"Vos sabés", me dijo el Facundín, mi niño interior, cuando le pregunté qué quería para nuestro cumpleaños. Yo ya había gestionado unos pares de medias que me andaban haciendo falta y me encanta estrenar. Poner el pie en ese algodón nuevo me da ganas de caminar por leguas. Yo, con mi par de medias nuevas y con los treinta a tiro de piedra, ya estaba hecho. El tema era que le venía esquivando a la respuesta del Facundín, yo sabía lo que quería pero capaz que era otra cosa. Durante años había intentado distraerlo con regalos ostentosos, botellas de whisky (que me terminaba tomando yo, por supuesto), viajes al extranjero, costosas cámaras fotográficas y paseos en avión, pero no había caso. El Facundín, como se dice acá en el barrio, 'taba emperrau'.
—¿Qué es lo que vos querés? Decime y vemos qué podemos hacer —pregunté de nuevo, como si formulando la pregunta de otra manera, la respuesta fuera a ser distinta.
—Quiero que estemos papá, mamá, la Luchina y nosotros juntos comiendo — me dijo el niño, mucho más decidido y arremetedor que su adulto.
—Pero vos sabés que ya le pregunté a papá y nos dijo que va a estar ocupado y que no iba a poder porque iba a estar trabajando. Y que mamá y papá están separados hace como veinte años y es difícil. Viste que con los grandes se complica.

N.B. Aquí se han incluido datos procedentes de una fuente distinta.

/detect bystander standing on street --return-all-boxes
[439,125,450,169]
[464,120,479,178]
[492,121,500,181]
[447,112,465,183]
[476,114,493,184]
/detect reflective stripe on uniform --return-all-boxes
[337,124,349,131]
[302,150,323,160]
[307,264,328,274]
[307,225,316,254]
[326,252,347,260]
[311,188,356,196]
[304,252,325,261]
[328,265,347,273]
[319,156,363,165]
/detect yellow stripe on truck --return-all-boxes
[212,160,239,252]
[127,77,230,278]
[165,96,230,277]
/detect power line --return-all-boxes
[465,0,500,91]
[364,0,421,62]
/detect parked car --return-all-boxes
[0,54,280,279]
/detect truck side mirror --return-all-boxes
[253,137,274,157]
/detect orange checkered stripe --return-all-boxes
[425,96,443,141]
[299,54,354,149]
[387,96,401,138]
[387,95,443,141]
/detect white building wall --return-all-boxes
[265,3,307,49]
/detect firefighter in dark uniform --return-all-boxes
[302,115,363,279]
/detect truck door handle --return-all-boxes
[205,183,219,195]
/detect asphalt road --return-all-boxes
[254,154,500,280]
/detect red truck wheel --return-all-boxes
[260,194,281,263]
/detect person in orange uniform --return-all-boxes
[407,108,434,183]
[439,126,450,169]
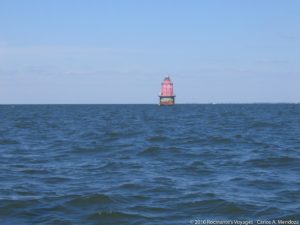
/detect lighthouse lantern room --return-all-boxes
[159,76,175,105]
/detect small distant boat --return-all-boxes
[159,76,175,105]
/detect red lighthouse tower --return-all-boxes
[159,76,175,105]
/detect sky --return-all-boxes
[0,0,300,104]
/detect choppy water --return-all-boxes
[0,104,300,224]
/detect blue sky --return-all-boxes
[0,0,300,104]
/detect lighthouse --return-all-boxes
[159,76,175,105]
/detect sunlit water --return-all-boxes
[0,104,300,224]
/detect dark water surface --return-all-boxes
[0,104,300,224]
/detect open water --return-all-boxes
[0,104,300,225]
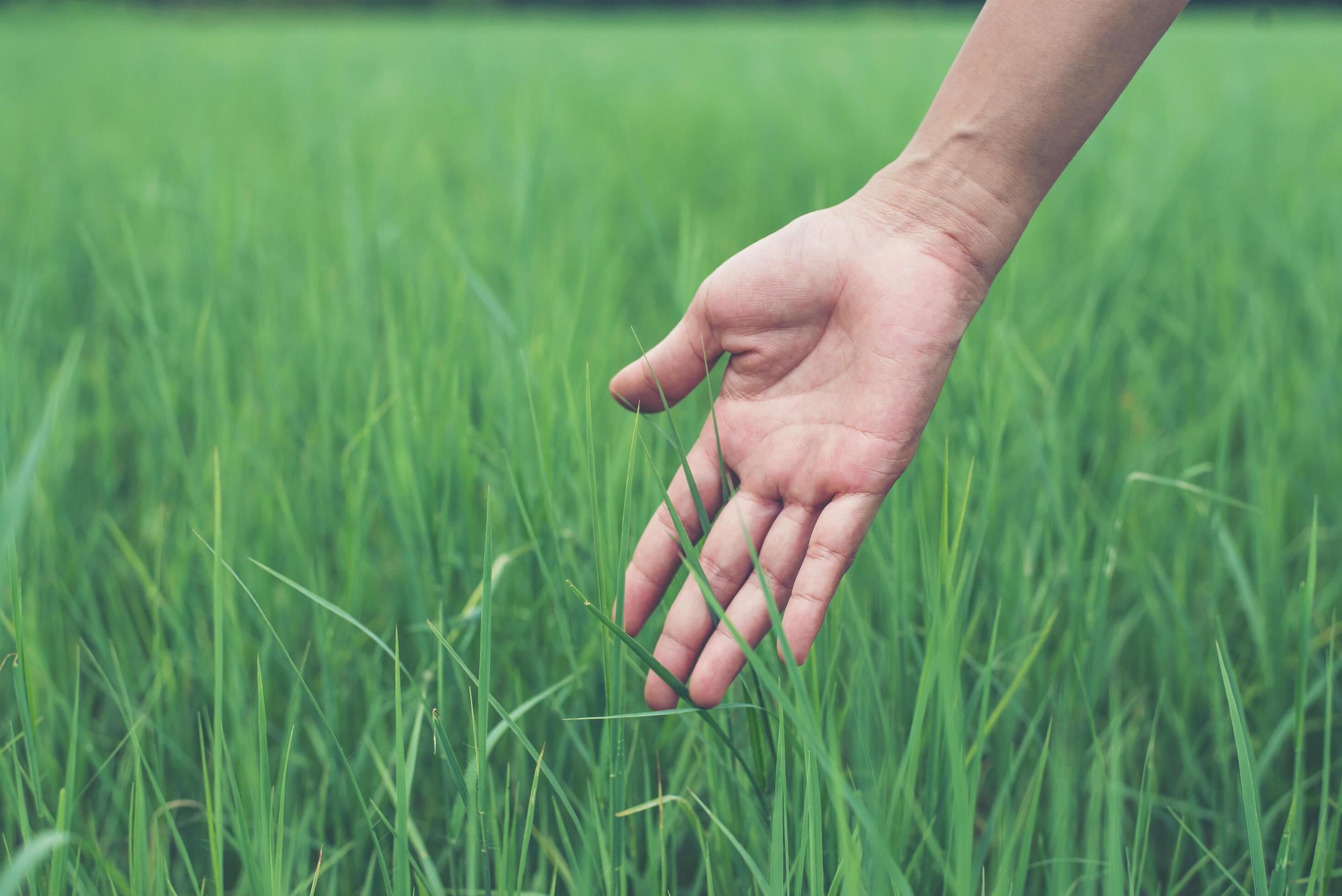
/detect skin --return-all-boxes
[611,0,1186,709]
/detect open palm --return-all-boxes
[611,200,986,709]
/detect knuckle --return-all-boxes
[807,540,852,570]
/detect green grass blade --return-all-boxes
[1216,641,1268,896]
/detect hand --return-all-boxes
[611,193,991,709]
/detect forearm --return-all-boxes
[860,0,1188,280]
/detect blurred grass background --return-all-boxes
[0,8,1342,896]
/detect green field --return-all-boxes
[0,8,1342,896]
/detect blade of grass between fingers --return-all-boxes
[569,582,764,806]
[636,443,912,896]
[564,703,769,722]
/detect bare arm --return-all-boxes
[863,0,1188,277]
[611,0,1185,708]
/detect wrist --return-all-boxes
[849,144,1043,290]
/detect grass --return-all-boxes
[0,8,1342,896]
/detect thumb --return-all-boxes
[611,299,722,412]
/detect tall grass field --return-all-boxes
[0,4,1342,896]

Nos sentamos a la mesa de la casa de papá y hablamos un rato largo de política y de Fórmula uno. Se me dio por chusmear para adentro y el Facundín no estaba sentado en la sillita de siempre. Esa que de tanto esperar, el asiento tenía forma de culito. Se me había ido a un rincón oscuro y me daba unas patadas tremendas con esas botas ortopédicas que usaba. Me había olvidado cuánto dolían esos botinazos, la última vez que los había recibido era cuando el Bruno, el vecino de enfrente, venía a casa y nos peleábamos. En lugar de darnos piñas, nos agarrábamos de los hombros del otro y descargábamos la lluvia de botinazos marrones en la canilla rival. Esta vez los botinazos retumbaban adentro, hubiera preferido que sean en las canillas como antes. El Facundín puteaba con unas palabrotas que me había olvidado que sabía a esa edad. Hasta me había olvidado de lo caliente que me hervía la sangre cuando era niño y furibundo.
Vino y se sentó y se comió un plato de guiso con nosotros. Y estábamos los cuatro, o los cinco, qué se yo. Se me dio por mirar para adentro de nuevo: el Facundín ya se había puesto ese pulóver celeste que picaba como la mierda pero se lo había regalado la nona Tita y, aunque parecía estar tejido con hormigas en vez de lana, lo tenía reservado para la ocasión, porque era once de julio y siempre hace frío. Un chupetín de frutilla le abultaba uno de los cachetes y le dejaba la cara hecha un triangulo. La sillita de esperar que había agarrado la forma de culito había volado al diablo de un patadón.
Ese niño tenía los ojos tan grandes de la alegría que ni la capota de nubes que ha cubierto los últimos treinta onces de julio le apagaban el brillo, le había quedado la cara puro ojo de la emoción.
Parecía que hubiera estado como veinte años en la puerta del jardín esperando a que alguien lo busque y al fin aparecieron todos a la vuelta de la esquina. Él, bien adentro lo sabía.
Cuando me levanté al día siguiente se me dio por chusmear de vuelta adentro y no lo vi más, las huellas de las botas delataban el camino hacía un cuarto de máquinas. Se había ido a ser el maquinista del motor de un hombre.